Rodi contended oil companies are relying more on new seismic surveys released last year are helping the corporations focus on more targeted areas that are ripe for exploration.

Rodi added there have not been any major discoveries recently in the western Gulf and many companies are focusing on developing the leases they already purchased in recent years in other parts of the Gulf.

He said industries have invested in new leases over the past 14 months.

“I think all of that together is what formed the results of this sale,” Rodi said.

Sen. Mary Landrieu, D-La., used Wednesday’s lease sale as an opportunity to promote her proposed FAIR Act legislation to expedite and increase federal revenue sharing with the Gulf Coast states for offshore oil-and-gas production in the Gulf.

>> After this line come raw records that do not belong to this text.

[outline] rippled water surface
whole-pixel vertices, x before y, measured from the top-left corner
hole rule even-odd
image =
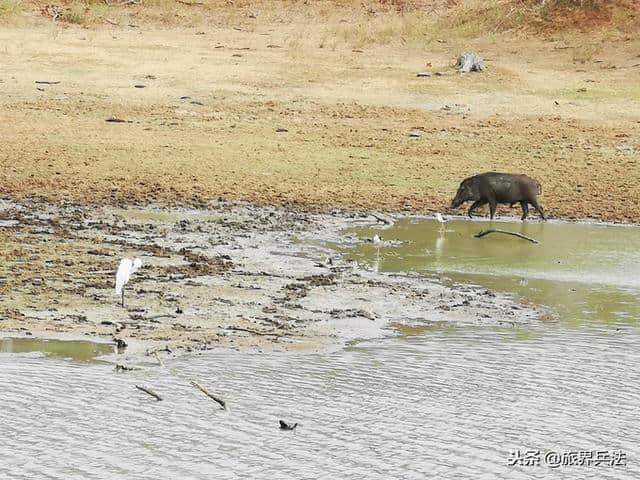
[[[638,478],[639,365],[634,329],[434,331],[330,355],[206,354],[125,374],[3,354],[3,475]],[[301,426],[281,431],[279,419]],[[622,449],[628,464],[507,466],[518,448]]]
[[[473,239],[482,227],[400,222],[382,235],[410,243],[349,253],[513,292],[560,321],[396,325],[332,354],[209,352],[125,373],[5,348],[0,478],[640,478],[637,230],[501,225],[535,246]],[[517,449],[622,450],[627,464],[508,466]]]

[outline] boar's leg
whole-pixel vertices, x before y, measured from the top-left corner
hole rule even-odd
[[[540,214],[543,220],[547,219],[547,217],[544,216],[544,210],[542,206],[538,203],[538,200],[534,200],[533,202],[529,202],[529,203],[533,206],[533,208],[535,208],[538,211],[538,213]]]
[[[493,220],[493,217],[496,214],[496,207],[498,206],[498,202],[496,201],[495,198],[490,198],[489,199],[489,213],[491,214],[491,220]]]
[[[520,206],[522,207],[522,217],[520,220],[524,221],[524,219],[527,218],[527,215],[529,215],[529,204],[523,200],[520,202]]]
[[[479,208],[485,205],[486,203],[487,202],[485,202],[484,200],[476,200],[475,202],[473,202],[473,204],[469,207],[469,211],[467,212],[467,215],[469,215],[469,218],[473,218],[471,214],[476,208]]]

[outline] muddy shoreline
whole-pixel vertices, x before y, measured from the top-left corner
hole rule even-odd
[[[0,332],[97,339],[121,352],[328,351],[390,324],[514,325],[540,312],[472,286],[373,271],[326,242],[367,213],[296,212],[224,201],[198,208],[42,201],[0,204]],[[113,291],[124,256],[143,268]],[[516,315],[517,312],[517,315]]]

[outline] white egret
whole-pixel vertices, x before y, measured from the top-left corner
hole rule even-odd
[[[380,237],[378,235],[374,235],[371,241],[374,243],[374,245],[380,245],[380,243],[382,243],[382,240],[380,240]]]
[[[122,306],[124,307],[124,286],[129,283],[131,275],[142,266],[142,260],[139,258],[123,258],[120,261],[118,272],[116,273],[116,295],[122,295]]]
[[[447,219],[442,217],[440,212],[436,213],[436,221],[440,224],[440,231],[444,230],[444,224],[447,223]]]

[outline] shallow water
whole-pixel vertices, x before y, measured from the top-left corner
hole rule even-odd
[[[209,353],[121,374],[0,355],[0,454],[12,479],[631,479],[639,365],[640,335],[628,328],[551,327],[528,339],[433,331],[334,354]],[[279,419],[301,425],[281,431]],[[515,449],[621,449],[628,462],[510,467]]]
[[[522,233],[540,243],[497,233],[473,237],[488,228]],[[637,227],[454,220],[441,232],[433,220],[402,220],[388,230],[353,233],[404,242],[344,250],[380,271],[413,270],[512,293],[550,307],[559,320],[572,324],[640,319]]]
[[[66,358],[74,362],[90,362],[100,355],[115,353],[115,345],[82,340],[0,337],[0,354],[30,352],[42,352],[48,356]]]
[[[512,292],[561,321],[399,324],[331,354],[208,352],[125,373],[0,353],[0,478],[639,478],[638,231],[500,223],[542,243],[471,237],[487,226],[455,221],[441,235],[399,222],[358,233],[411,243],[348,251]],[[509,466],[517,449],[540,450],[541,465]],[[592,450],[622,450],[626,466],[544,463],[547,451]]]

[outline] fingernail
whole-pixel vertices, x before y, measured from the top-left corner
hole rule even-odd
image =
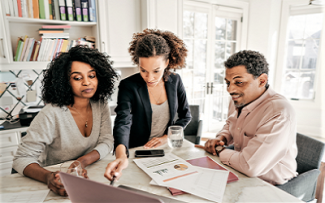
[[[115,172],[115,173],[114,173],[114,175],[115,175],[115,176],[118,176],[118,175],[119,175],[119,173],[118,173],[118,172]]]

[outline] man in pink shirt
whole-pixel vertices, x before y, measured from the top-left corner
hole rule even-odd
[[[297,176],[296,116],[285,97],[268,85],[268,63],[255,51],[240,51],[224,63],[235,109],[205,150],[222,163],[271,184]],[[224,145],[234,145],[234,150]]]

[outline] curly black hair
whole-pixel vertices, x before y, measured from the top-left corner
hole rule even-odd
[[[134,33],[129,52],[137,65],[139,65],[139,57],[165,56],[165,60],[169,59],[164,73],[165,80],[170,75],[171,69],[181,69],[186,65],[186,45],[183,40],[169,31],[145,29],[141,33]]]
[[[254,79],[261,74],[269,73],[269,64],[263,54],[257,51],[243,50],[231,55],[224,63],[226,68],[243,65],[249,74],[252,74]]]
[[[104,102],[111,98],[114,83],[119,77],[112,68],[113,62],[109,60],[109,56],[105,56],[97,49],[78,45],[68,52],[60,53],[49,64],[49,68],[44,71],[42,99],[45,103],[56,104],[60,107],[74,104],[70,84],[71,64],[73,61],[87,63],[96,71],[98,86],[96,93],[91,98],[92,100]]]

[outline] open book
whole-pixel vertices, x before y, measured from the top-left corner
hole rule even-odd
[[[224,168],[217,162],[213,161],[213,159],[211,159],[208,156],[197,158],[197,159],[190,159],[190,160],[186,160],[186,161],[189,162],[190,164],[192,164],[193,166],[228,171],[228,169]],[[234,173],[229,171],[227,183],[234,182],[237,180],[238,180],[238,177]],[[186,192],[175,189],[175,188],[168,188],[168,189],[173,196],[186,194]]]

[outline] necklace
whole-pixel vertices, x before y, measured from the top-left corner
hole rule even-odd
[[[157,85],[158,85],[158,84],[157,84]],[[164,88],[161,89],[161,91],[160,91],[160,95],[159,95],[158,99],[156,99],[156,98],[153,96],[153,94],[150,92],[149,88],[148,88],[148,92],[149,92],[149,94],[151,94],[152,98],[156,101],[156,103],[157,103],[158,105],[159,105],[159,100],[160,100],[160,97],[161,97],[161,95],[162,95],[163,90],[164,90]]]
[[[82,117],[81,116],[81,114],[79,113],[79,111],[74,107],[74,106],[71,106],[72,108],[74,108],[74,110],[76,110],[76,112],[80,115],[80,117]],[[85,123],[85,127],[87,128],[88,127],[88,107],[89,107],[89,105],[87,106],[87,111],[86,111],[86,123]]]

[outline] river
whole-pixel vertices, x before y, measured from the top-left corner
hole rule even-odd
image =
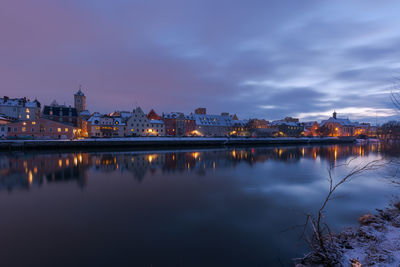
[[[330,163],[384,145],[0,153],[2,266],[291,266]],[[335,169],[339,178],[348,169]],[[362,173],[327,207],[334,231],[390,203],[392,166]],[[400,181],[400,179],[399,179]]]

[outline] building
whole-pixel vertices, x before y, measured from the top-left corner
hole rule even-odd
[[[319,135],[319,124],[316,121],[307,121],[304,125],[304,136],[318,136]]]
[[[7,132],[8,132],[7,124],[9,124],[10,122],[12,122],[12,120],[0,116],[0,139],[4,139],[7,137]]]
[[[182,112],[163,114],[165,134],[168,136],[195,136],[196,121],[193,114],[185,115]]]
[[[42,117],[48,120],[67,123],[74,127],[78,127],[78,110],[71,106],[59,105],[53,101],[51,105],[44,106]]]
[[[147,118],[149,120],[161,120],[161,117],[154,111],[154,109],[150,110],[149,114],[147,114]]]
[[[337,113],[334,111],[332,117],[321,122],[320,132],[325,136],[354,136],[358,125],[349,119],[337,118]]]
[[[24,98],[0,98],[0,114],[14,120],[35,120],[40,115],[40,102]]]
[[[250,119],[248,121],[248,127],[251,130],[254,129],[267,129],[268,128],[268,121],[264,120],[264,119]]]
[[[132,111],[132,116],[126,121],[126,136],[163,136],[165,135],[162,120],[149,120],[140,107]]]
[[[87,120],[89,137],[124,137],[126,123],[122,117],[110,116],[95,112]]]
[[[246,120],[235,120],[232,117],[232,127],[229,134],[231,136],[250,136],[249,122]]]
[[[283,120],[271,122],[269,128],[275,128],[278,136],[300,136],[303,134],[304,126],[298,121],[298,119],[286,117]]]
[[[9,138],[73,139],[78,132],[78,129],[70,124],[45,118],[11,122],[7,127]]]
[[[206,108],[196,108],[194,110],[194,114],[206,115],[207,114],[207,110],[206,110]]]
[[[78,92],[74,94],[74,107],[76,108],[78,114],[86,110],[86,96],[82,93],[81,87],[79,87]]]
[[[198,109],[196,109],[198,111]],[[196,132],[202,136],[228,136],[232,131],[233,120],[228,113],[207,115],[195,113]]]

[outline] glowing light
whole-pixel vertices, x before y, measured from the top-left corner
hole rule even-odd
[[[77,157],[74,157],[74,165],[78,166],[78,158]]]
[[[198,153],[198,152],[193,152],[193,153],[192,153],[192,156],[193,156],[193,158],[195,158],[195,159],[197,159],[197,158],[199,157],[199,155],[200,155],[200,153]]]
[[[83,159],[82,159],[82,155],[79,154],[79,163],[82,163]]]
[[[232,151],[232,157],[236,158],[236,151],[235,150]]]
[[[37,168],[36,168],[36,167],[33,168],[33,173],[34,173],[34,174],[37,174]]]
[[[59,160],[58,160],[58,167],[60,167],[60,168],[61,168],[61,167],[62,167],[62,165],[63,165],[63,164],[62,164],[62,160],[61,160],[61,159],[59,159]]]
[[[33,174],[32,174],[32,171],[29,171],[28,180],[29,180],[29,184],[31,185],[32,182],[33,182]]]
[[[69,166],[69,159],[65,160],[65,165],[68,167]]]

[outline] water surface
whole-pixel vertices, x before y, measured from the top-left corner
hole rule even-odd
[[[382,145],[0,154],[2,266],[291,266],[327,167]],[[390,168],[328,205],[332,229],[386,206]],[[334,171],[335,177],[345,169]]]

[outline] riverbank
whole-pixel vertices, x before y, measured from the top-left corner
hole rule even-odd
[[[268,146],[289,144],[344,144],[355,138],[228,138],[228,137],[128,137],[81,140],[2,140],[0,150],[49,150],[49,149],[94,149],[94,148],[181,148],[181,147],[226,147]]]
[[[327,239],[333,266],[400,266],[400,202],[359,218],[359,227]],[[316,253],[296,267],[324,266]]]

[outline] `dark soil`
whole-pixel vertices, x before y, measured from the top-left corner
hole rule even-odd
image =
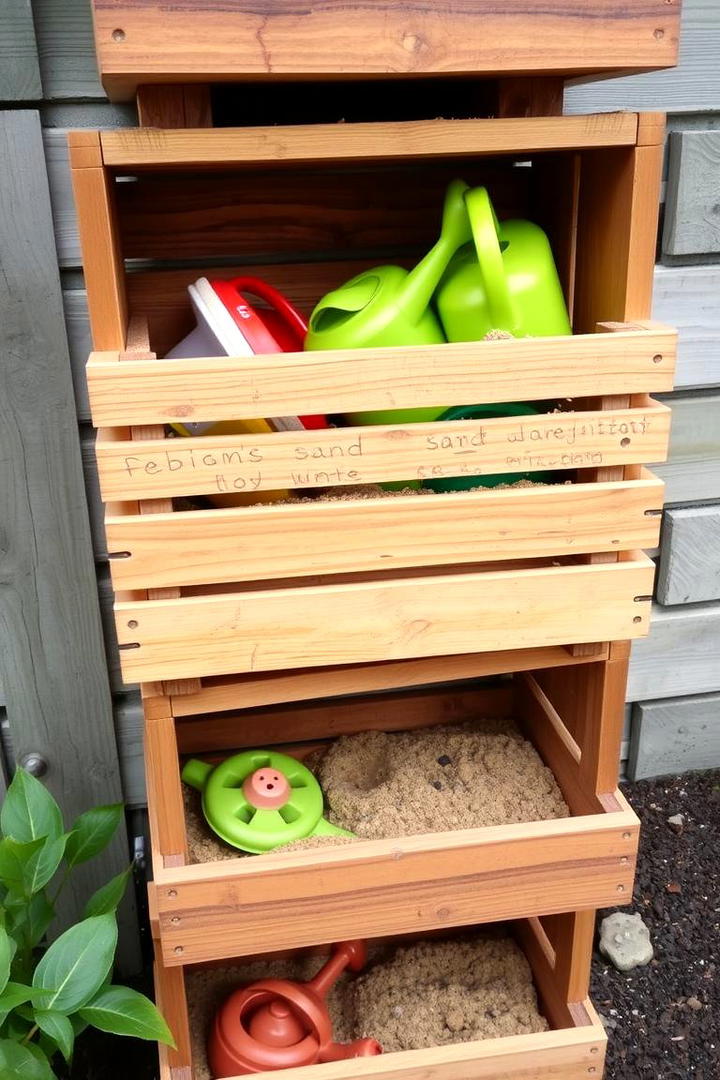
[[[624,910],[642,914],[655,959],[622,974],[595,956],[605,1078],[719,1080],[720,771],[640,781],[624,794],[642,820],[635,897]],[[685,819],[680,832],[667,823],[675,814]],[[148,982],[134,985],[150,992]],[[154,1045],[95,1032],[78,1040],[72,1080],[128,1077],[157,1080]]]
[[[720,1077],[720,771],[626,785],[642,821],[634,902],[655,958],[623,974],[596,954],[606,1080]],[[682,814],[677,830],[668,818]],[[609,914],[600,913],[599,918]]]

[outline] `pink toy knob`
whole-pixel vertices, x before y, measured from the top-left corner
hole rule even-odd
[[[243,795],[258,810],[277,810],[290,798],[290,784],[279,769],[256,769],[245,780]]]

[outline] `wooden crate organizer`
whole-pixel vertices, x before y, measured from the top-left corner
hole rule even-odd
[[[677,0],[436,0],[348,8],[330,0],[93,0],[103,85],[448,75],[580,74],[676,62]],[[392,91],[390,91],[392,92]],[[255,91],[257,93],[257,91]]]
[[[641,190],[659,183],[660,130],[655,114],[607,114],[72,140],[93,237],[86,274],[102,351],[88,380],[127,681],[647,632],[653,571],[638,551],[657,542],[662,494],[642,466],[664,458],[669,430],[668,410],[647,394],[672,386],[675,335],[632,320],[650,295],[655,222],[636,218]],[[528,155],[532,167],[516,167]],[[377,261],[366,249],[378,243],[412,262],[407,245],[430,242],[454,172],[487,180],[505,213],[546,226],[576,336],[155,359],[186,331],[185,289],[200,271],[137,271],[135,260],[274,249],[280,261],[258,272],[307,306]],[[129,339],[139,317],[147,336]],[[613,332],[592,332],[602,320]],[[573,411],[162,438],[178,419],[503,402],[518,386],[524,400]],[[168,501],[518,467],[554,467],[575,483],[222,511]]]
[[[520,920],[512,926],[533,973],[541,1012],[550,1030],[427,1050],[382,1054],[313,1066],[323,1080],[588,1080],[602,1076],[606,1035],[587,999],[592,912]],[[203,1050],[192,1045],[188,1023],[188,970],[155,968],[158,1003],[177,1050],[160,1047],[160,1080],[195,1080]],[[242,962],[238,963],[238,982]],[[285,1070],[288,1080],[309,1077],[307,1068]],[[261,1074],[269,1076],[269,1073]]]
[[[601,659],[575,658],[567,650],[536,650],[525,657],[484,654],[447,663],[435,658],[416,662],[414,670],[407,663],[404,675],[397,674],[409,687],[470,674],[473,660],[479,673],[512,671],[512,664],[551,665],[517,674],[511,685],[496,688],[461,684],[243,708],[248,686],[239,681],[223,688],[225,711],[206,713],[208,691],[202,689],[195,706],[192,695],[183,696],[181,717],[172,715],[171,701],[150,699],[150,890],[163,963],[184,965],[353,935],[377,937],[629,901],[638,822],[615,790],[627,651],[615,646],[612,657]],[[365,690],[374,681],[386,683],[383,668],[364,669]],[[345,675],[351,685],[352,674]],[[340,681],[343,673],[336,678]],[[290,700],[292,676],[285,679],[283,696]],[[322,681],[316,679],[315,695],[323,692]],[[302,678],[296,687],[294,696],[302,699],[308,693]],[[217,692],[217,684],[211,685],[216,705]],[[274,696],[268,680],[265,697]],[[193,707],[200,713],[188,715]],[[302,758],[318,740],[344,733],[406,730],[486,715],[520,721],[553,771],[572,816],[188,864],[180,757],[218,760],[238,749],[277,745]]]

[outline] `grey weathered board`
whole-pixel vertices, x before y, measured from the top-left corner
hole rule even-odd
[[[633,642],[628,701],[720,691],[720,603],[653,606],[650,636]]]
[[[588,5],[591,2],[588,0]],[[612,49],[612,42],[608,42],[608,48]],[[718,0],[682,0],[680,63],[677,68],[621,79],[576,83],[565,91],[565,111],[587,113],[614,109],[662,109],[680,113],[717,109],[720,100],[718,56]]]
[[[638,702],[633,710],[630,780],[717,768],[720,694]]]
[[[720,499],[720,390],[661,395],[672,406],[669,460],[653,469],[667,503]]]
[[[39,114],[0,113],[0,671],[21,759],[66,819],[121,797]],[[128,862],[124,827],[61,899],[74,920]],[[137,961],[134,902],[125,958]]]
[[[663,253],[720,252],[720,130],[671,132],[669,162]]]
[[[656,266],[653,318],[680,332],[678,389],[720,384],[720,264]]]
[[[95,60],[90,0],[33,0],[44,97],[105,97]]]
[[[40,67],[30,0],[2,0],[0,101],[38,101],[41,97]]]
[[[667,605],[720,600],[720,505],[666,510],[655,593]]]

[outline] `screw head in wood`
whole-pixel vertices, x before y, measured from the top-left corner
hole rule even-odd
[[[44,758],[36,750],[31,750],[29,754],[23,754],[18,765],[32,776],[44,776],[49,768],[47,758]]]

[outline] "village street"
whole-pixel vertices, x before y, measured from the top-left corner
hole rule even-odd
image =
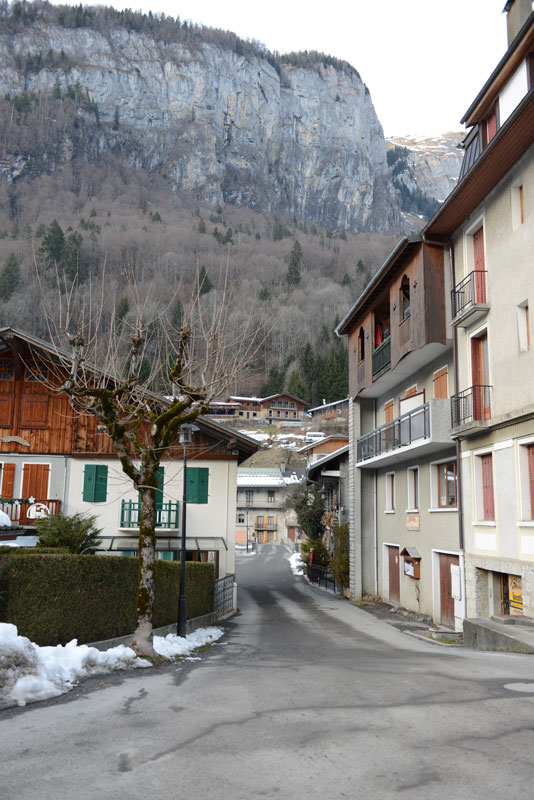
[[[287,556],[238,556],[200,661],[0,712],[2,800],[530,796],[531,656],[420,642]]]

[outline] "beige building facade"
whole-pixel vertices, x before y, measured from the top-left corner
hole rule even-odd
[[[457,188],[424,231],[449,249],[467,617],[534,616],[534,14],[465,115]]]

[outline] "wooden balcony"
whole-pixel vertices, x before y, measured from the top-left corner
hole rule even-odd
[[[391,363],[391,337],[373,350],[373,378]]]
[[[156,509],[156,528],[173,528],[177,530],[180,525],[180,503],[169,500]],[[121,528],[139,528],[141,503],[137,500],[122,500],[121,502]]]
[[[61,500],[35,497],[2,499],[0,497],[0,511],[7,514],[15,525],[33,525],[36,519],[57,517],[61,511]]]

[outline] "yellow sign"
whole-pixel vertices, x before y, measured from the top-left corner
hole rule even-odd
[[[508,575],[508,593],[510,597],[510,614],[523,613],[523,585],[521,575]]]

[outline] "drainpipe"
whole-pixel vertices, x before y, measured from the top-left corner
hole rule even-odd
[[[61,508],[61,513],[66,514],[66,503],[67,503],[67,471],[68,471],[68,464],[69,464],[69,457],[63,456],[63,505]]]
[[[373,429],[376,430],[376,397],[373,398]],[[375,596],[378,595],[378,473],[373,470],[373,537],[375,550]]]
[[[454,289],[456,286],[456,269],[454,264],[454,248],[452,244],[449,245],[449,262],[451,268],[451,286]],[[451,306],[452,312],[452,306]],[[456,326],[453,328],[452,334],[452,353],[454,363],[454,394],[457,395],[460,391],[460,381],[458,375],[458,329]],[[467,601],[465,597],[466,580],[465,580],[465,539],[464,539],[464,506],[462,495],[462,452],[460,439],[456,439],[456,500],[458,503],[458,548],[460,550],[460,585],[462,590],[461,604],[461,618],[465,619],[467,613]]]

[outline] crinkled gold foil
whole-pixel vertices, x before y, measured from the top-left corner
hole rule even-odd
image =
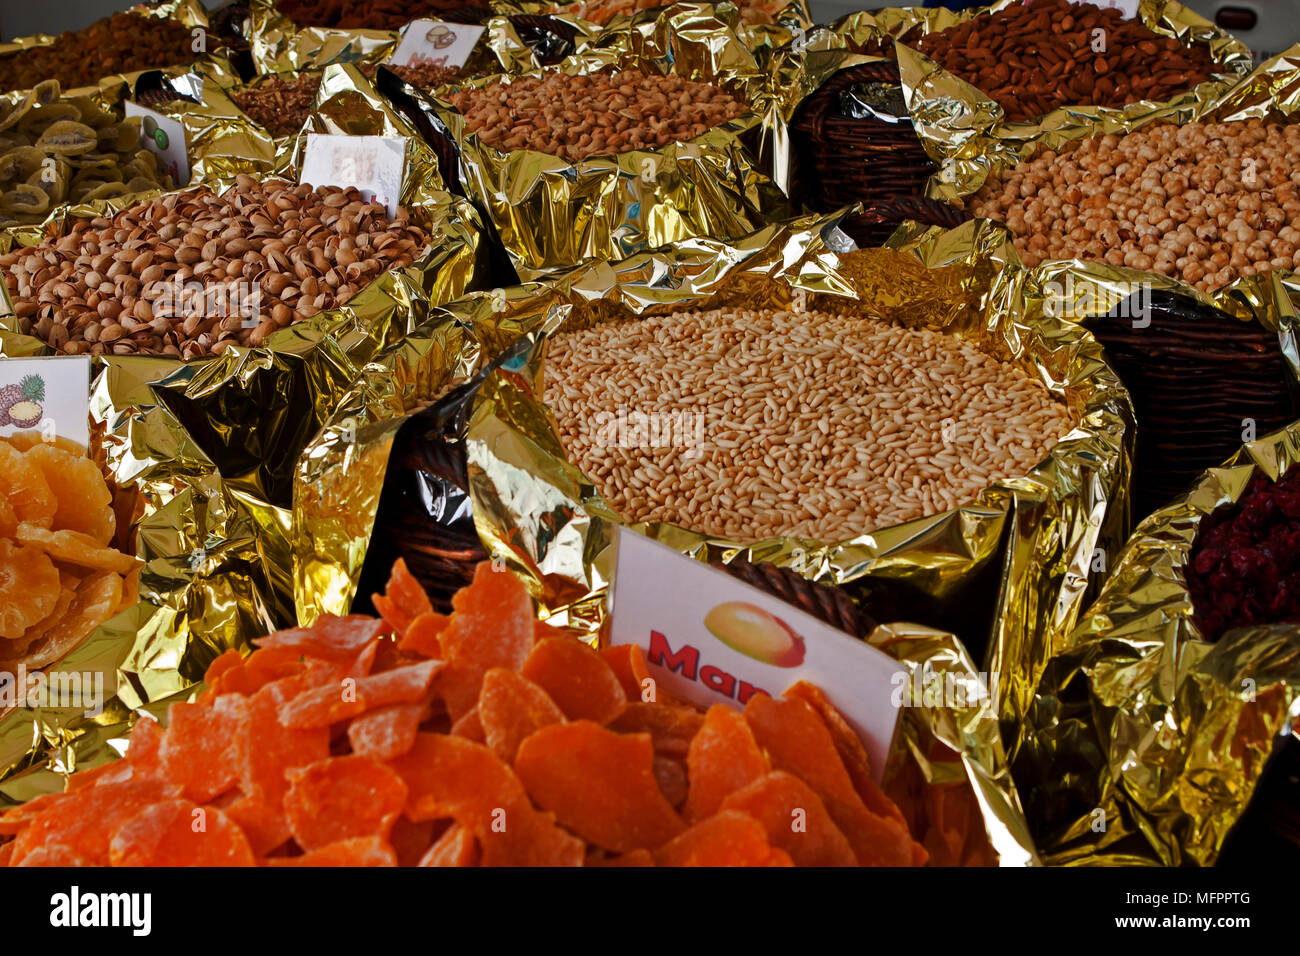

“While I applaud the continued expansion of Gulf oil and gas production, today’s lease sale is a $38 million missed opportunity for the Gulf Coast and Louisiana’s coastal restoration efforts,” Landrieu said in a prepared statement of the potential revenue sharing for the Gulf Coast states.

“This restoration work is critical for the continued production of the oil and gas that fuels our economy; to protection our coastal communities from storms and preserve a unique and cherished way of life. Instead, today, we received nothing. I will not rest until this injustice is fixed.”

Sen. David Vitter, R-La., argued federal revenue for offshore leasing would increase dramatically if President Barack Obama would move to open up the Atlantic and Pacific coasts up to offshore oil-and-gas exploration.

Although it had not fully begun, former President George W. Bush was moving in that direction.

“There is no disputing the fact that our nation’s domestic energy production on federal lands is far lower than what was projected before this administration took office, and is trending in the exact opposite direction of the rapid growth we’re seeing on private and state land,” Vitter said in a prepared statement.

“Oil-and-gas production on federal property is a process that requires leasing, permitting, exploring, more permitting, and then hopefully production. At the leasing and production stages, large sums of monies come into the federal Treasury, which is all the more reason for the administration to increase and expand their lease sales.”

As for BP, Rodi said the company was able to participate in bidding in this most recent sale.

However, if the EPA suspension remained in place after the sales were reviewed and finalized, then the bids would have been disqualified.

The Bureau of Ocean Energy Management also is launching an “environmental impact statement” study as a research supplement for examining future offshore drilling lease sales off the coasts of Louisiana, Texas, Mississippi and Alabama.

Bureau Director Tommy Beaudreau announced the plans last week “in order to consider possible new circumstances and information arising from, among other things, the Deepwater Horizon explosion, oil spill and response.”

The analysis “will focus on updating the baseline conditions and potential environmental effects of oil and natural gas leasing, exploration, development, and production in the (Gulf of Mexico),” Beaudreau wrote.

One of the public meetings on the topic is scheduled for Sept. 12 in New Orleans.